Not that it mattered-the zombies would still finish her off if I couldn’t get them away from her. Fast.
“Penny, this way! Run to me!” We needed to get the zombies away from the kids, and I needed the zombies out of that crowded corner if I was going to make sure I took care of all three of them before they took care of me.
“Megan!” Penny’s wide, frantic eyes darted to mine, relief and terror mingling on her face. “Oh God,
please, go get help!”
“Help us,” the boy next to her yelled, his words turning into a horrified scream as he barely deflected a lunging zombie with the skate in his hand.
“Mama! Mama!” The little girl under the bench wasn’t the only one wailing for her mother, but she was definitely the loudest. She was making so much noise I had to scream to be heard.
“Come on, Penny, run to me!”
“I can’t,” she moaned, screaming again as the zombie directly in front of her got one hand around her arm and leaned toward her face.
She whacked him with the skate in her other hand, slamming it into his face again and again with a strength I hadn’t known she possessed, but it wasn’t going to be enough. The others were closing in, and running was no longer an option.
I ran toward them, scrolling through my options as I went. I couldn’t work the exuro spell and risk burning everyone alive. I wasn’t even sure it was safe to invoke the reverto command-assuming it might work with so many zombies raised at once-in such close quarters. Penny or one of the kids would definitely get in the path of the spell, and I didn’t know what that would do to human flesh.
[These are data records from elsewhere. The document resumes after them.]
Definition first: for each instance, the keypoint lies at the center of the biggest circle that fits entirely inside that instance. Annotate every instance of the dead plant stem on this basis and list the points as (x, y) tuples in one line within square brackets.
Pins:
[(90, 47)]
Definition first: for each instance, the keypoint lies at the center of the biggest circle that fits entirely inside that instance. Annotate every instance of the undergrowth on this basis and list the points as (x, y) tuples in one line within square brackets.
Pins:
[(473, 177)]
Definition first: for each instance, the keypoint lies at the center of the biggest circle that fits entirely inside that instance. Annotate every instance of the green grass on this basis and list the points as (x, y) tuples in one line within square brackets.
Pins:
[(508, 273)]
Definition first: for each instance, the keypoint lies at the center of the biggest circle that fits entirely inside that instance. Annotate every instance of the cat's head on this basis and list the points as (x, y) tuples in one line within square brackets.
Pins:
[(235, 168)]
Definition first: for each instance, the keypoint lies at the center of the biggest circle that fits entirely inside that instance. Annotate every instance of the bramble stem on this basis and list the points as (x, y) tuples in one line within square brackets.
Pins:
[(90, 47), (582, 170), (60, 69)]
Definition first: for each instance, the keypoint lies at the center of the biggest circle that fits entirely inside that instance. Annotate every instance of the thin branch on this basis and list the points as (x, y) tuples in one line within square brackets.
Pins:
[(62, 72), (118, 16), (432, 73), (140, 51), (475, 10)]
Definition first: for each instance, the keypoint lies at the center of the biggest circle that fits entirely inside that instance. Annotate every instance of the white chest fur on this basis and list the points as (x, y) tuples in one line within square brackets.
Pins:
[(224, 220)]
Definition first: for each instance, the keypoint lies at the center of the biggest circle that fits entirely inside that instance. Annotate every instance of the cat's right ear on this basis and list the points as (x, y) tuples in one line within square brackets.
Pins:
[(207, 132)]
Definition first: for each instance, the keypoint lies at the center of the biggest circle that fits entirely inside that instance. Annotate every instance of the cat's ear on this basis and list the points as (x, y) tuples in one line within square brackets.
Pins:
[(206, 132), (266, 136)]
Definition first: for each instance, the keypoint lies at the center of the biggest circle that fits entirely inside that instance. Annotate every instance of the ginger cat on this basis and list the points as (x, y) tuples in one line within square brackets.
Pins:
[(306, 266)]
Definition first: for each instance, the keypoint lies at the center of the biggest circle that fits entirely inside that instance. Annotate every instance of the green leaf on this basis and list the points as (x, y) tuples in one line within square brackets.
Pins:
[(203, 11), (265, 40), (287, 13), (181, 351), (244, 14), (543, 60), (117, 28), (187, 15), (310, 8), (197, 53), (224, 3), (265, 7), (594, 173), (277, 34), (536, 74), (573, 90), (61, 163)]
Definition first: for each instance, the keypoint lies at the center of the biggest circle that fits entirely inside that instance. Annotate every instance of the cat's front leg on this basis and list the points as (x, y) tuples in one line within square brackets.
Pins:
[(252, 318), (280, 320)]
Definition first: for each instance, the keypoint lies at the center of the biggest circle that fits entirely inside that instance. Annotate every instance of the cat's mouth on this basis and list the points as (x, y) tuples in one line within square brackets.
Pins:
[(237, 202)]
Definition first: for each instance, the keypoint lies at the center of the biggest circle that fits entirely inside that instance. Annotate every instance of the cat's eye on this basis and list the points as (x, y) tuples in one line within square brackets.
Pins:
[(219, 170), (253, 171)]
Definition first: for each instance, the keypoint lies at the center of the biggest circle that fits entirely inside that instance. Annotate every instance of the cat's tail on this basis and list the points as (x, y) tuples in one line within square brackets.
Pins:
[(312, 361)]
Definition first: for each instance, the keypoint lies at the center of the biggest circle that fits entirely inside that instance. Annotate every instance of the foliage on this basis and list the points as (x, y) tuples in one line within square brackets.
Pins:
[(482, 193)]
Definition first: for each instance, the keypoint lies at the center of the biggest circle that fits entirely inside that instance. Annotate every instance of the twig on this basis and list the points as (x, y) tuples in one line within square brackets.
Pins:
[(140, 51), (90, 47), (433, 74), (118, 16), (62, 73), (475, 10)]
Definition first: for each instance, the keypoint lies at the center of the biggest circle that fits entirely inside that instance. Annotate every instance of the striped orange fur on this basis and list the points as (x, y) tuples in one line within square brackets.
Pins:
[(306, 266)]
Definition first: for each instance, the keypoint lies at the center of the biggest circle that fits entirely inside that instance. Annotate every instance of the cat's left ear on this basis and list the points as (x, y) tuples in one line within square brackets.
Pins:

Allegedly, Settler magic doesn’t have much effect upon humans aside from a slight stinging sensation, but my powers weren’t of the average Settler variety. I had a freaky virus and had to be careful. I couldn’t risk electrocuting the people I was trying to save. The pax frater required direct contact with the RC, so I supposed it was my best choice. I’d just have to be sure not to touch anything but the zombies.
Unfortunately, I couldn’t really control who touched me.
I hadn’t made it close enough for the punch I was throwing to connect with the nearest zombie when the little girl wailing for her mother darted from beneath the bench, launching herself at my legs.